1. The instruction has capital-UB undefined behavior. This gives the greatest flexibility to backends (e.g., allows generation of code that traps if %evl is too large) but I don't know of any architecture that needs this much flexibility and it constrains IR optimizations (code hoisting etc.) the most.
2. The instruction returns poison (i.e., all result lanes are poison) and all lanes are (potentially, non-deterministically) enabled regardless of the mask parameter. This is less restrictive for IR optimizations (e.g., integer `vp.add` can unconditionally be speculated) but still allows backends to unconditionally use SETVL-style "stripmining" instructions that are not generally consistent (across architectures) w.r.t. which lanes become active when a vector length greater than the hardware vector length is requested.
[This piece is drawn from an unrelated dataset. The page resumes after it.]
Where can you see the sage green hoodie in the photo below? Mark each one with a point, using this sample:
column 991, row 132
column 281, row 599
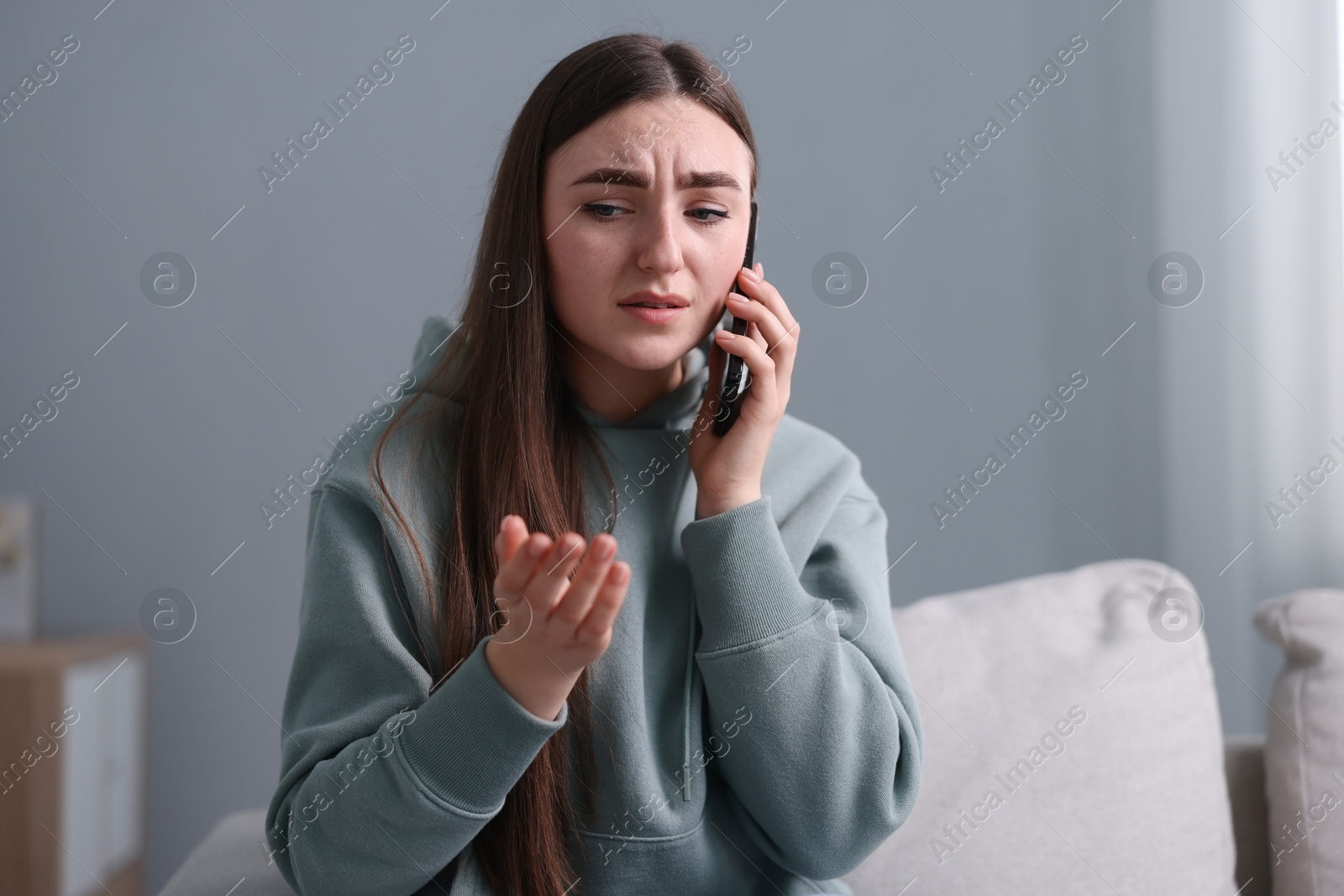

3. `%EVLmask` is undef, that's all. As consequence, lanes disabled by the `%mask` argument definitely stay disabled, but for other lanes (where the mask has a 1 or an undef) it's non-deterministic whether they are active. As far as I can see, this has pretty much the same implications for IR optimizations and backends (excluding hypothetical pathological architectures) but is less of a special case to specify and directly captures the diversity of hardware behavior that (presumably) motivates this restriction on EVL.

Off the cuff, I would suggest the last option.